I’ve been working like a crazy person for the last two weeks, and finally it’s finished. I’ve written the final draft of what I hope will be the first in a new series of books for the lovely people at Blushing Books!

I think it’s the most concentrated period of writing I’ve ever done. Time restraints have forced me to sit down and bloody well write this thing. No sitting and pondering the deep meaning of every single word choice – just prop myself up in the corner of the sofa, move the cat from my notes, open up Word and go for it. I edited as I wrote, often going back mid-chapter to tweak, re-word and often hit the delete key with so much force that I think it won’t work properly now.

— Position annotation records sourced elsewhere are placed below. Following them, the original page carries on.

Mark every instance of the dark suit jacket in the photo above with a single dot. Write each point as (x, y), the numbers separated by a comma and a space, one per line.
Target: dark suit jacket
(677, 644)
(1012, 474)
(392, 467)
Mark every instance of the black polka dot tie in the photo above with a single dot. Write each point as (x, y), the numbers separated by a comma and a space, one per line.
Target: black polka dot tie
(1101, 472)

Previously, I had a completed, imperfect MS and then went back to redraft the whole thing as a unit. This time, it’s been a constant process of editing as I went along. I’m not sure which is the most useful way to handle editing and re-drafting, or whether I can manage this editing style when I have to return to a 5000 word a week schedule, rather than 40000 words in 50+ hours of one week like I’ve done this time.

I’m glad this book is done. It works as a stand alone story, as well as leading into a bigger cast of characters. I have 20000 words of the second in the series, which had been intended to be the first. That’s been sitting on my hard drive for about a year and will need a bit of a re-write to make it fit with what I’ve established in this, but it does give me an impetus to finish it now. I was stuck – it’s far more sexually explicit than the stuff I’ve written before,a nod there’s a big shift away from just spanking to more bdsm and power exchange stuff. I think I needed a lead-in to it, which is what the first novel is.  What that toys with, the second will jump straight into.

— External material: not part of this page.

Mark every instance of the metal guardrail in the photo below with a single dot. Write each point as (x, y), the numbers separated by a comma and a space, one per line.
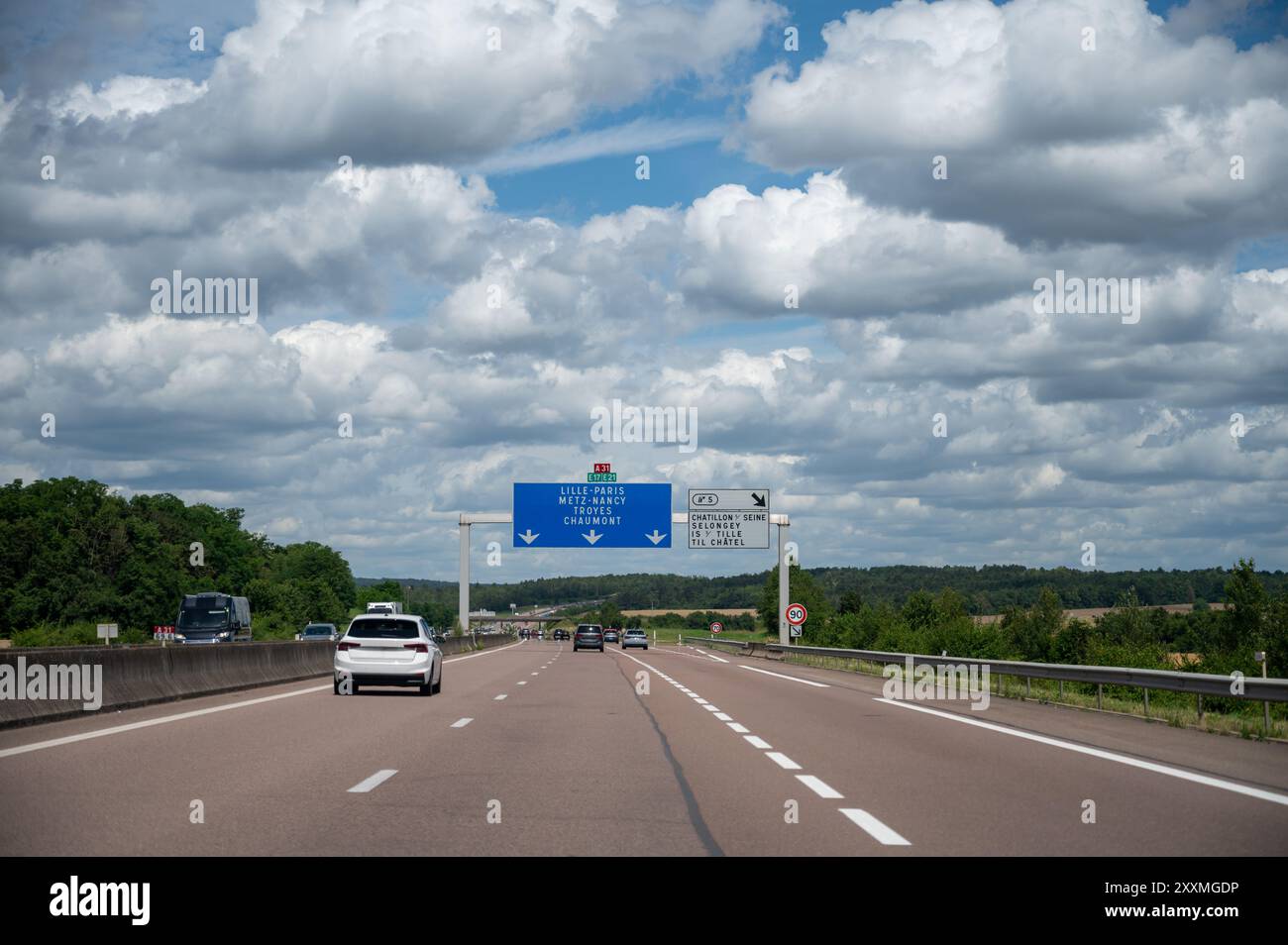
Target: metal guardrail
(1254, 687)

I’ve popped my bdsm cherry, so to speak, and now I’m ready to explore!

How does it feel to be an author?

For as long as I can remember I’ve had my head in a book. So much so, in fact, that my father lovingly called me Edna for the majority of my childhood. You know – short for Edna Book.  (It was better than his first nickname for me, which was Kojak. Both Telly Savalas and I suffered from a distinct lack of hair in the late seventies.)

I read anything and everything I could get my hands on – pulp sci-fi, nineteenth century children’s books, murder mysteries, autobiographies, historical non-fiction, backs of cereal packets; you name it, I read it.

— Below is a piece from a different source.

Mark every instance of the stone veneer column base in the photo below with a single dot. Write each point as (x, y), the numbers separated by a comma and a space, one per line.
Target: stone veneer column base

What at made me think I could write a novel? Is it because I read so many that the next natural step was to write one myself? Or is it true that all of us have a novel inside us, and mine just found an easy way out? There was none of Hemingway’s opening up of a vein and writing – all I needed to do was open a Word document.

Blushing Books have given me the biggest compliment anyone could – they looked at my silly little story and thought it was good enough to be made into a proper book. I’m still not quite sure how I managed to fool them into thinking I, or the book, was something that people would like to read.  Either they’re very stupid, or the book must be fairly good.

You don’t last long in the business world being stupid, and they’ve been around for a while. I suppose that means the book must be fairly good!

It’s a strange concept, that the words buzzing around inside your brain will be buzzing around in somebody else’s very soon.

I’m not sure I’m quite ready for it – but it’s too late now! The release date for Spanking The Governess (guess what it’s about, go on, guess) is September 11th 2015.  On that date I’m going to turn into one of the people that have brought me so many hours of pleasure over the years! I lurch between excitement and pants-wetting terror on an almost hourly basis.

Is that how a real author feels? I’m not sure. But it’s how this author feels.